OBJECTIVES: Probabilistic sensitivity analysis (PSA) is used to characterise uncertainty in cost-effectiveness models. A model was developed using R and Shiny to explore the impact of different parameter correlation structures on PSA outputs.
METHODS: A Markov model was built in R to compare a hypothetical treatment and comparator. Three options were built into the model: no correlation (inputs varied independently); part correlation (correlation within but not between costs, utilities and transition matrices); and full correlation (correlation between all inputs). A Shiny interface allowed users to explore the impact of the correlation options with different model parameters. Features of the Shiny model included preloading base case results, running the Markov model with an arbitrary number of health states and costs, and displaying results for different subsets of correlation options. A scenario analysis was included in the Shiny model to determine the circumstances in which correlation had the largest impact by varying the treatment cost as a proxy for the ICER.

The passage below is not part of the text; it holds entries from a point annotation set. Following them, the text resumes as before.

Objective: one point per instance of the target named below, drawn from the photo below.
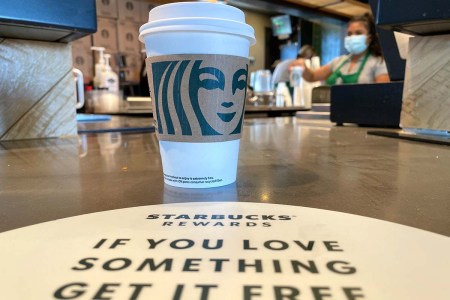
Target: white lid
(197, 16)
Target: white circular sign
(227, 250)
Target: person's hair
(306, 51)
(367, 20)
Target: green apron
(350, 78)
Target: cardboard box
(134, 63)
(128, 37)
(106, 35)
(145, 9)
(129, 10)
(107, 8)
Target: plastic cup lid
(197, 16)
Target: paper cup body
(183, 40)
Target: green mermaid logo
(193, 97)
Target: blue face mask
(355, 44)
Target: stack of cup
(197, 65)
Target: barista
(363, 64)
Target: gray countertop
(284, 160)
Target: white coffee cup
(182, 31)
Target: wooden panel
(426, 95)
(37, 91)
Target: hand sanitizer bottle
(111, 80)
(99, 68)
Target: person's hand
(300, 62)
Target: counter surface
(286, 160)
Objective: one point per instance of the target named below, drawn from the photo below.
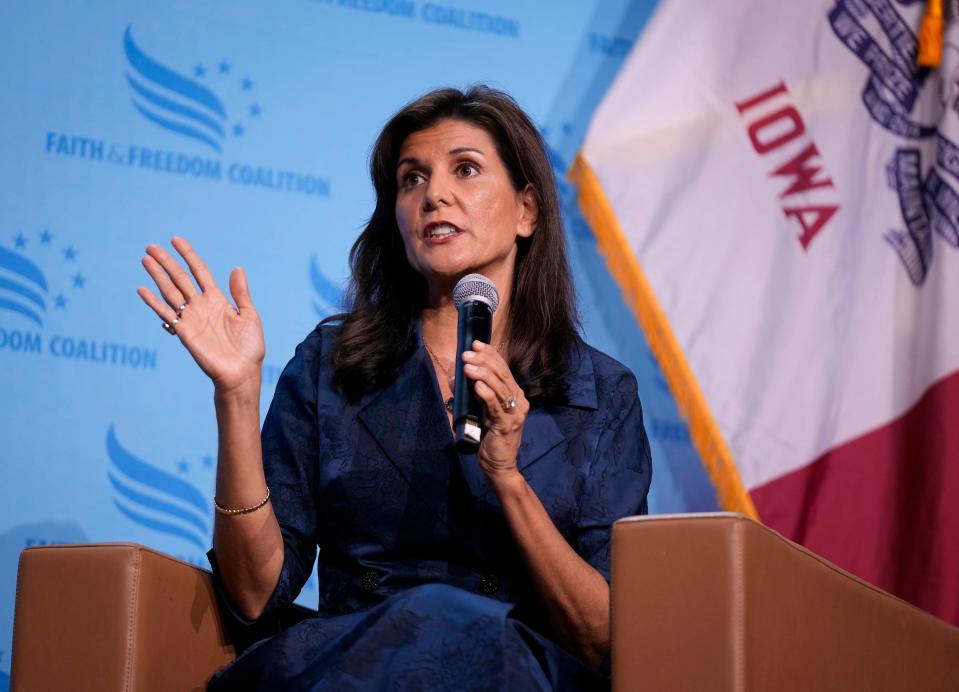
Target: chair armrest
(114, 616)
(720, 602)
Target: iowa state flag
(775, 185)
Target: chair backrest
(719, 602)
(114, 616)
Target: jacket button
(488, 585)
(370, 581)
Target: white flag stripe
(796, 349)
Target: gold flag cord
(931, 35)
(638, 293)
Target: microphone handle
(475, 323)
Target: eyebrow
(412, 160)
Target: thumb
(240, 290)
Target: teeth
(442, 231)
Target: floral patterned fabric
(421, 585)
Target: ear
(528, 212)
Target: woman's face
(456, 207)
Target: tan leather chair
(700, 602)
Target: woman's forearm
(576, 595)
(249, 547)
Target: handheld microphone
(476, 300)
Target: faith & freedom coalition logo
(200, 107)
(165, 502)
(329, 296)
(928, 200)
(41, 282)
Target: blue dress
(421, 585)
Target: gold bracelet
(245, 510)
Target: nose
(436, 193)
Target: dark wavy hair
(386, 295)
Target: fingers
(171, 294)
(494, 381)
(240, 290)
(163, 311)
(177, 274)
(197, 266)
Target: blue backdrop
(245, 127)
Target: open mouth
(440, 230)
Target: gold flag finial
(930, 35)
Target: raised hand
(225, 341)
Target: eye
(411, 179)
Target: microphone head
(475, 287)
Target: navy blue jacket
(379, 487)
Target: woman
(437, 570)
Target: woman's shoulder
(614, 384)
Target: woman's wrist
(245, 393)
(507, 484)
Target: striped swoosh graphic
(196, 112)
(155, 498)
(328, 292)
(23, 287)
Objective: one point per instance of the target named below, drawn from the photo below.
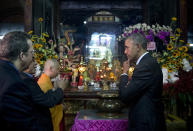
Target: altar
(79, 103)
(92, 120)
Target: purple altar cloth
(100, 125)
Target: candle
(80, 83)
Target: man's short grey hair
(138, 38)
(13, 43)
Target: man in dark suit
(42, 101)
(16, 108)
(143, 92)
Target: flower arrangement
(43, 47)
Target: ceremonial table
(92, 120)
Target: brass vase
(109, 102)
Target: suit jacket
(144, 93)
(16, 108)
(42, 102)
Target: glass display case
(101, 46)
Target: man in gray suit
(144, 91)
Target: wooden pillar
(183, 18)
(28, 15)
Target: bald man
(51, 70)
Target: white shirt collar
(139, 59)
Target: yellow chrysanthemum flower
(164, 66)
(180, 49)
(182, 41)
(174, 19)
(178, 30)
(175, 55)
(171, 37)
(185, 49)
(170, 69)
(183, 54)
(55, 56)
(30, 32)
(169, 47)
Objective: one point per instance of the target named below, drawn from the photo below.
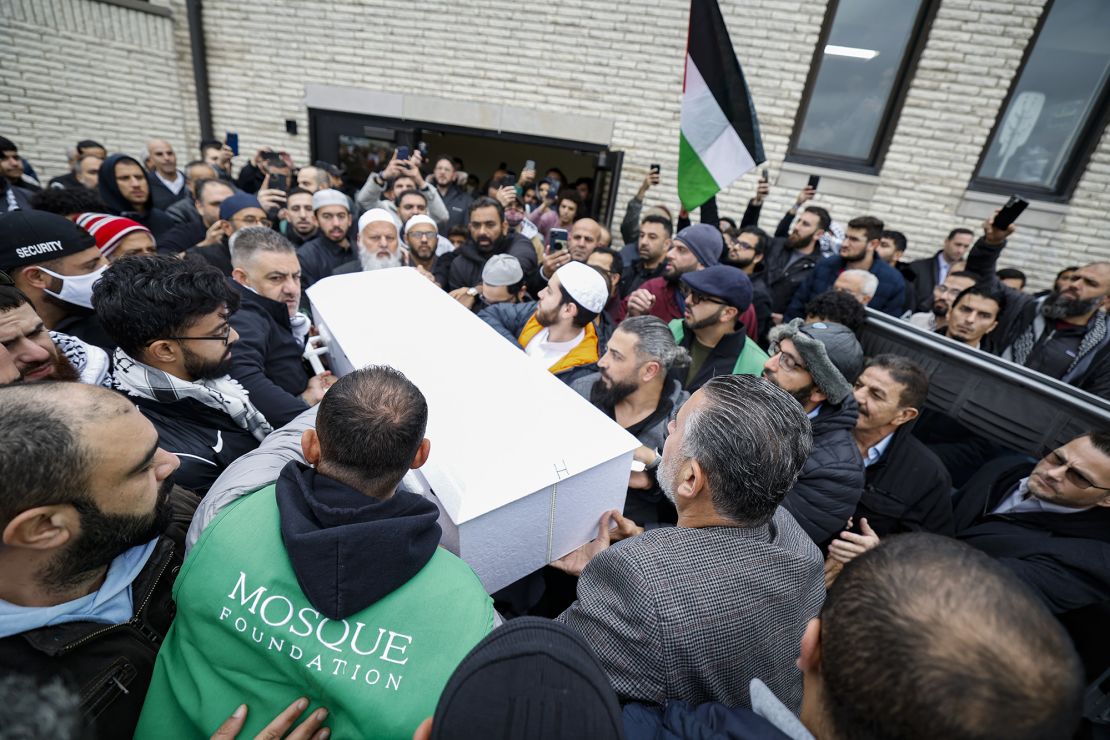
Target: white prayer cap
(584, 284)
(377, 214)
(329, 196)
(417, 220)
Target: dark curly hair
(142, 300)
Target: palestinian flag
(719, 135)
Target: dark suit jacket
(266, 360)
(696, 614)
(926, 272)
(1065, 558)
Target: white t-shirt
(548, 353)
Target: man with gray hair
(857, 283)
(694, 612)
(817, 364)
(633, 388)
(268, 357)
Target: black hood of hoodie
(347, 549)
(110, 192)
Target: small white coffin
(523, 465)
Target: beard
(104, 537)
(207, 370)
(1059, 306)
(797, 242)
(371, 262)
(547, 317)
(801, 395)
(607, 393)
(63, 370)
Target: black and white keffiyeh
(223, 394)
(89, 361)
(1023, 344)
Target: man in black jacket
(908, 488)
(790, 260)
(633, 388)
(93, 539)
(266, 360)
(54, 263)
(710, 330)
(930, 272)
(170, 320)
(1049, 523)
(124, 188)
(817, 364)
(1065, 334)
(490, 235)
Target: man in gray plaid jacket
(697, 610)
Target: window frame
(1076, 164)
(922, 27)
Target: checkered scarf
(1023, 345)
(223, 394)
(89, 361)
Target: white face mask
(77, 289)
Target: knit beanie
(831, 353)
(108, 230)
(532, 678)
(706, 242)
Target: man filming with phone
(1065, 334)
(400, 175)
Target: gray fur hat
(831, 353)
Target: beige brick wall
(77, 69)
(616, 61)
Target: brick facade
(621, 62)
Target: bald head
(160, 158)
(926, 637)
(585, 237)
(44, 434)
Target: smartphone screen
(1010, 212)
(557, 240)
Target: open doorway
(363, 144)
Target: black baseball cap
(31, 237)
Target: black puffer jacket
(205, 441)
(831, 480)
(266, 360)
(157, 220)
(111, 665)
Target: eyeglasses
(253, 221)
(694, 297)
(1073, 476)
(219, 337)
(785, 361)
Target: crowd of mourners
(205, 531)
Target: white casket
(523, 465)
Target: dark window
(857, 81)
(1057, 108)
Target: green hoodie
(379, 671)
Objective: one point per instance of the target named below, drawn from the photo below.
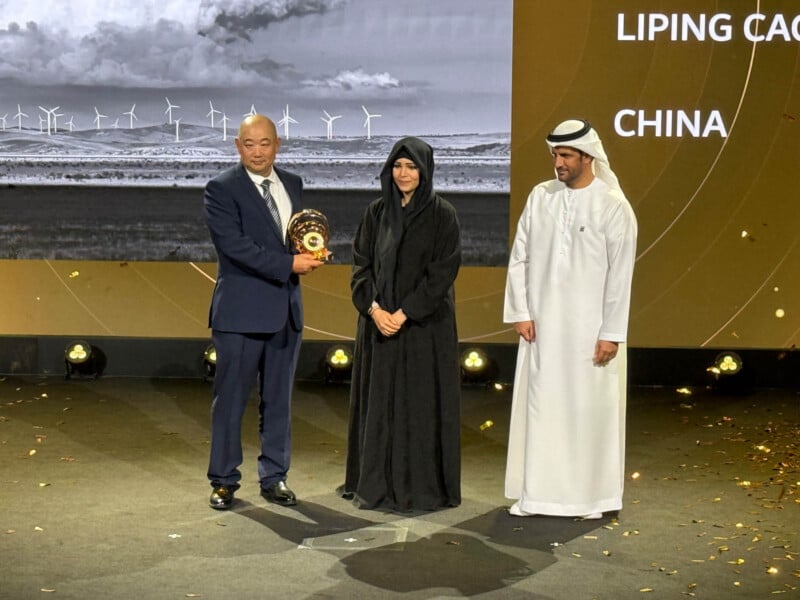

RESULTS: While the ICER was comparable across all correlation options, the likelihood of cost-effectiveness differed substantially from 61% to 93%. In all scenarios, the ‘no correlation’ option displayed the most certain likelihood (closest to either 0 or 1) of cost-effectiveness, while the least certain was produced by the full correlation option. Counterintuitively, correlating inputs increased uncertainty because it allowed for a greater number of ‘extreme’ scenarios to be generated, whereas allowing independent generation of large numbers of inputs tends to lead to a ‘cancelling out’ effect. This effect was most pronounced when the ICER is moderately close to the willingness-to-pay threshold.
CONCLUSION: This analysis demonstrates that input correlation can have a substantial impact on the level of certainty in model outputs, and by ignoring this, the model may be over- or under-stating the true level of confidence.